Bab 19

8K 768 8
                                    

Tenggorokanku terasa kering. Mengusap leher pelan, kemudian bangun dari atas ranjang. Menatap sekilas pada jam yang tertempel pada dinding, pukul 10 malam, dan Mas Rashda tak ada di sisiku.

Kedua kakiku menjejak ke atas lantai yang dingin, membuatku merasakan sedikit kejut. Melangkah perlahan menuju dapur untuk meneguk segelas air. Kemudian kembali naik ke atas, menuju ruang kerja suamiku.

"Mas," panggilku, sembari membuka pintu di depanku pelan, kepalaku melongok ke dalam. Di sana Mas Rashda yang tengah berkutat dengan sesuatu memutar kursi perlahan, mulanya dia terkejut dengan kehadiranku, lalu tak lama tersenyum manis.
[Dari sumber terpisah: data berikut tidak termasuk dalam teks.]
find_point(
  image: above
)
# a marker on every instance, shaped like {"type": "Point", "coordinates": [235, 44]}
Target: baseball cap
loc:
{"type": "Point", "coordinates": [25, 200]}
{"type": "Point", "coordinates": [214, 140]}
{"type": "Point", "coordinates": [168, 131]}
"Sini," ajaknya padaku, agar mendekat.

"Kok, bangun?"

Aku tersenyum simpul, "tadi haus, terus Mas nggak ada di samping aku, jadi bangun terus ke sini."

"Begitu." Mas Rashda terkekeh. "Padahal Mas sengaja nunggu kamu tidur dulu, kok istri Mas malah bangun lagi."
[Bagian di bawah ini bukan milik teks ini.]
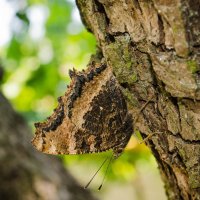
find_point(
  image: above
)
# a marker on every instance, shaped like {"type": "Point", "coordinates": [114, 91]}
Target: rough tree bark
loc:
{"type": "Point", "coordinates": [26, 174]}
{"type": "Point", "coordinates": [153, 49]}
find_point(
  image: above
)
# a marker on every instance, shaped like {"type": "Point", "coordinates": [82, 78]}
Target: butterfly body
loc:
{"type": "Point", "coordinates": [91, 117]}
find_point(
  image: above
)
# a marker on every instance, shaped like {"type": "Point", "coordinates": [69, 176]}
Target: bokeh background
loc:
{"type": "Point", "coordinates": [40, 41]}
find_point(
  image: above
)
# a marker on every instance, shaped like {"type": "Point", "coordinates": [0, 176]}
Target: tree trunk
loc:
{"type": "Point", "coordinates": [26, 174]}
{"type": "Point", "coordinates": [153, 49]}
Keningku berkerut. "Aku nggak boleh ada di sini?" Tanyaku pelan.

Mas Rashda menaikkan satu alisnya, kemudian tertawa pelan. "Boleh," dia menggeleng-gelengkan kepala pelan. "Kenapa reaksimu harus sedatar itu," gumamnya sembari melemparkan pandangan pada apa yang ia kerjakan tadi, aku tak mengerti dengan ucapannya itu, tapi terdengar seperti ironi di telingaku.

"Kalau gitu aku duduk di—" belum selesai aku berkata, Mas Rashda menggeser kursinya ke belakang, dia menepuk kedua pahanya pelan. "Sini," lanjut Mas Rashda.
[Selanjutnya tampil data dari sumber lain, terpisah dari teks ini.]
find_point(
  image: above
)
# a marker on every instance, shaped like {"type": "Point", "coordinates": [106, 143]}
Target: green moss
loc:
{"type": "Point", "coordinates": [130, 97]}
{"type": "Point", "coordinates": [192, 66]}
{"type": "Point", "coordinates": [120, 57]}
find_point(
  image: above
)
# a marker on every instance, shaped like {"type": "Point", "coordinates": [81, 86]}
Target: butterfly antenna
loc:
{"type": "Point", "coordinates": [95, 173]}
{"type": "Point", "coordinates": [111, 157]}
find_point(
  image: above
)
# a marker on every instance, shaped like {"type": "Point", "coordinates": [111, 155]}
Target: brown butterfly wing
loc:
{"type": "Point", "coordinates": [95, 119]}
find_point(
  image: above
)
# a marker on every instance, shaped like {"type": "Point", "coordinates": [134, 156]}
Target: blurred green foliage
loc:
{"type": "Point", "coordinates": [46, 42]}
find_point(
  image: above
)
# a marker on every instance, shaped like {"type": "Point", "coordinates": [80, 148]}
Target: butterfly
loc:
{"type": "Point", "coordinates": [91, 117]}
Tiba-tiba pipiku bersemu, panasnya menyebar sampai ke seluruh tubuh. Telunjukku mengarah pada pahanya. "Kenapa harus di situ?"

"Biar kamu nyaman kalo mau tidur lagi." Alibinya, dia menyunggingkan senyum, yang tak mampu kutolak.

Helaian rambut yang menutupi mataku, kusingkirkan, dan kuselipkan ke belakang telinga. "Tapi, nanti Mas yang nggak nyaman, Mas belum selesai 'kan?"
Dia sepertinya belum selesai dengan kertas-kertas itu, dan kalau aku duduk di pangkuannya pasti akan mengganggu aktivitasnya.

"Nyaman sayang," Mas Rashda menarik pergelangan tanganku lembut. "Ayo," dengan senyum yang terkulum malu, aku bergerak lembut, duduk menyamping di atas pangkuan suamiku.

Dengan halus Mas Rashda menarik kepalaku agar bersandar di bahunya. Dia mengecup keningku lama, "tidur lagi, ya."

Aku menggeleng. "Udah nggak ngantuk." Tapi tetap menyandarkan kepala pada bahunya yang kokoh dan nyaman.

"Tadi seharian ngapain aja?" Tanya Mas Rashda kemudian. Aku berpikir sejenak. Aku tidak melakukan apa-apa, hanya berbelanja bulanan setelah kedua perempuan dengan mulut berbisa itu pergi. "Cuma belanja aja."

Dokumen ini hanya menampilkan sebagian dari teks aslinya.